While there are thousands of drugs on the market for human diseases, they only hit in the neighborhood of 200 targets, says Paul Hergenrother, professor of chemistry and a member of the Cellular Decision Making in Cancer (CDMC) Theme at the IGB. Many drugs aim at the same target and are either minor improvements or work in a different way. And, while there is some rationale for developing new drugs for old targets, Hergenrother has an entirely different goal.
“To make a large advance in therapy you need to find new targets,” Hergenrother says. And to do that his group “explicitly tries to think about novel pathways and novel ways of targeting proteins inside the cell.”
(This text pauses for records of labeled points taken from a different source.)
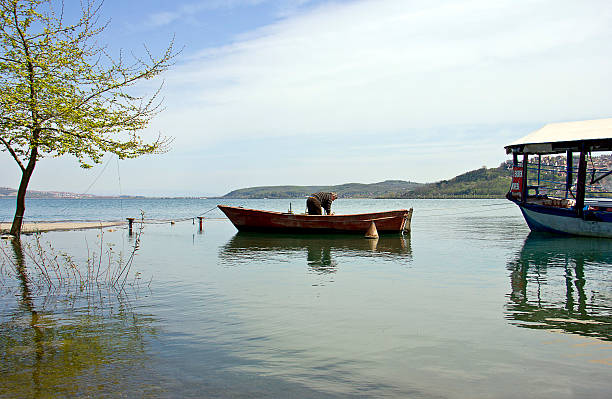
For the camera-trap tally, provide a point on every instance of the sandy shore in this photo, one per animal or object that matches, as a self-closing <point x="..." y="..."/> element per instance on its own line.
<point x="35" y="227"/>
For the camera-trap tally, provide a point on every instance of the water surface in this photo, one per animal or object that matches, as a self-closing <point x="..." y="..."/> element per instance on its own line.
<point x="469" y="304"/>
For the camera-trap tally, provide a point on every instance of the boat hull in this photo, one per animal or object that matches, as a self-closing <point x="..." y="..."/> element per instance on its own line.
<point x="245" y="219"/>
<point x="565" y="221"/>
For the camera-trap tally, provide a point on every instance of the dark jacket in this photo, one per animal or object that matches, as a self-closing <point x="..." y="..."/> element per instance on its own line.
<point x="325" y="199"/>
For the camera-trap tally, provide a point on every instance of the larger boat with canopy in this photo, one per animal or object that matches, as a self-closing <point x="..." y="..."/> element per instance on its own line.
<point x="566" y="195"/>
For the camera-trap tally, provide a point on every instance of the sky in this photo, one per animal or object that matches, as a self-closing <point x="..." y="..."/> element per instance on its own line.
<point x="299" y="92"/>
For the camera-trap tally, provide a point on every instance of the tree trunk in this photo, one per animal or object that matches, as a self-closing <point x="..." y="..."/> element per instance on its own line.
<point x="23" y="187"/>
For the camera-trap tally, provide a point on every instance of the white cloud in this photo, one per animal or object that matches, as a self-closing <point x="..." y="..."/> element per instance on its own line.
<point x="388" y="66"/>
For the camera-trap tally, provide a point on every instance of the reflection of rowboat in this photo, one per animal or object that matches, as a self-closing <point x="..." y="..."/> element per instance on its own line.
<point x="266" y="221"/>
<point x="321" y="250"/>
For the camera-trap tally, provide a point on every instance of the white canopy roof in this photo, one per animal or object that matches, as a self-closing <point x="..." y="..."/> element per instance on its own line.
<point x="542" y="140"/>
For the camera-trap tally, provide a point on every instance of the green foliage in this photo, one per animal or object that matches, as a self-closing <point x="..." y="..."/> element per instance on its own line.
<point x="62" y="93"/>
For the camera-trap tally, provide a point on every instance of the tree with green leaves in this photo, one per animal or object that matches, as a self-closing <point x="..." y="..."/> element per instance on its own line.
<point x="63" y="93"/>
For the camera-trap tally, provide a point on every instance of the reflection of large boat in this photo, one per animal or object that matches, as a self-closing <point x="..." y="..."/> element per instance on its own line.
<point x="563" y="283"/>
<point x="266" y="221"/>
<point x="553" y="198"/>
<point x="320" y="250"/>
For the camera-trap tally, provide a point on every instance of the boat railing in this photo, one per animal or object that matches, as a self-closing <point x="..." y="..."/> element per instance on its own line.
<point x="552" y="181"/>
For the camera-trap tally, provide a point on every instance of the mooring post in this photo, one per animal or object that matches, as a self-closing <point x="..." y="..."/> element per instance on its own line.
<point x="130" y="221"/>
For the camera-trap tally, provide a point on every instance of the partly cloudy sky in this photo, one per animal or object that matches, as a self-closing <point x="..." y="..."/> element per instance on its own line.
<point x="330" y="92"/>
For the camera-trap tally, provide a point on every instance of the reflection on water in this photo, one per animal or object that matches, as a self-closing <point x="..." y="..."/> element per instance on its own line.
<point x="323" y="253"/>
<point x="562" y="283"/>
<point x="61" y="342"/>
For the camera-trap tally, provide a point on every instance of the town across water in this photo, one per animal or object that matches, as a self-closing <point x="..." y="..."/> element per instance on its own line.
<point x="469" y="304"/>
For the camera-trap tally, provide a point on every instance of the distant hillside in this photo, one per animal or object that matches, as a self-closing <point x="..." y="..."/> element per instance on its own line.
<point x="349" y="190"/>
<point x="480" y="183"/>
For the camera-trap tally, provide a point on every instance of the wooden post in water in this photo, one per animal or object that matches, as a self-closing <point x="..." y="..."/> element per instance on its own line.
<point x="130" y="222"/>
<point x="200" y="219"/>
<point x="372" y="232"/>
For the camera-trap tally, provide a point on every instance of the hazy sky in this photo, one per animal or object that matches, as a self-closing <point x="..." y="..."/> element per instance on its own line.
<point x="270" y="92"/>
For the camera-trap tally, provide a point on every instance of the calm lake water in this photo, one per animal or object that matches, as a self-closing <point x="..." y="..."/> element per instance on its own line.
<point x="469" y="305"/>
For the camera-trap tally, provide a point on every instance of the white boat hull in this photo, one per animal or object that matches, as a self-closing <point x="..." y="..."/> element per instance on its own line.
<point x="565" y="221"/>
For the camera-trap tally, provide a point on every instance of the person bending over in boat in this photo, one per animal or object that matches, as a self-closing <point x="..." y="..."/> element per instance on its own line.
<point x="319" y="200"/>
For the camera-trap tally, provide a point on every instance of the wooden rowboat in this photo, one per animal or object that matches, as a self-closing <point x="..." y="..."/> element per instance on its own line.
<point x="266" y="221"/>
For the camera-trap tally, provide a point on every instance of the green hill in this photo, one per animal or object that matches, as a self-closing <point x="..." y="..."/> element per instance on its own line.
<point x="480" y="183"/>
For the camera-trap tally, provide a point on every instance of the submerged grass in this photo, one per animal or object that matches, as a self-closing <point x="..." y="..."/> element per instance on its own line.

Hergenrother makes finding new targets sound straightforward, but it is rather like seeking, if not a needle in a haystack, then at least a pincushion’s worth of needles in a haystack — one reason drug companies do not undertake the effort. Tools like the University’s high-throughput facility, which Hergenrother helped create, help make such an undertaking possible. These kinds of projects also require large applications of time and resources. Hergenrother has a lab of more than two dozen, including 16 graduate students, 4 post-docs and 10 undergraduates.
As one of the driving forces in the development of the new CDMC theme, Hergenrother is particularly interested in various cancers, though his work also has potential for drug-resistant bacteria and neuro-degeneration. Because there are countless complex mechanisms by which cancers arise, this line of inquiry presents a particularly exciting challenge for investigators like Hergenrother.
“A growing area of interest in our laboratory is the development of strategies in which we exploit defined molecular defects in cancer to specifically kill these cells,” he says.
One such complex mechanism is apoptosis, programmed cell death. In many cancers apoptosis has been inactivated, leading to unregulated cell proliferation, while in neuro-degenerative diseases, apoptosis has been revved up, attacking healthy cells. In either case, understanding the underlying mechanisms of how cells behave is essential to making large advances against disease.
Hergenrother has two general approaches: one method is to understand the role of certain proteins in a pathway that leads to cancer and to then determine the effect of switching off or on a given protein. His lab then screens for compounds that can control that switch. The other approach is to test compounds on cancer cells and look for compounds that do “interesting” things, like induce death very fast or under hypoxic conditions, similar to conditions in which a cancer cell grows. Then his team works backwards to find the target that the compound is acting on.
In the context of this first approach, Hergenrother’s lab has taken a massive library of compounds housed at the University of Illinois and, using the high-throughput facility, screened many of the compounds to determine their effect on a protein, procaspase-3, which is involved in apoptosis. In cancers like lymphoma, the ability of this protein to kill cells is somehow turned off, despite the fact that the protein is upregulated in the presence of lymphoma. Hergenrother’s lab has both identified a compound, PAC-1, that reactivates the function of procaspase-3 and determined the mechanism by which procaspase-3 was being inhibited.
Of course the journey from the lab to the clinic can be a long one. His lab tested the compound in a test tube, then in cell culture and then in mouse models. In the course of this work they developed more than 50 derivatives of the compound, continually working to make it both safer and more effective. When the results looked promising Hergenrother moved up to a small trial in pet dogs, in collaboration with Tim Fan, professor of veterinary clinical medicine. Dogs are a good model because they develop lymphoma spontaneously and systemically, as do humans. This is different from the standard mouse model of cancer, where lab mice are injected with cancer cells and then treated with drugs.
The canine trial was concerned with determining both a safe dose and the most effective delivery system, whether via IV or injection, or orally. These experiments are complicated by the size of the patients, which can be as large as a 220-pound Mastiff, which required multiple grams of the compound. In the mouse trial, the mice themselves weighed only 40 grams, notes Hergenrother.
In dogs, lymphoma is very fast growing, doubling in size within four or six weeks. Investigators hoped that this trial might buy the dogs a little more time, and the results were encouraging. Of the six dogs in the trial, Hergenrother’s team was able to reverse lymphoma in one dog and stabilize it in three. Although the trials continue and the testing process is far from over, Hergenrother hopes that PAC-1 will one day be helping humans, as well as dogs.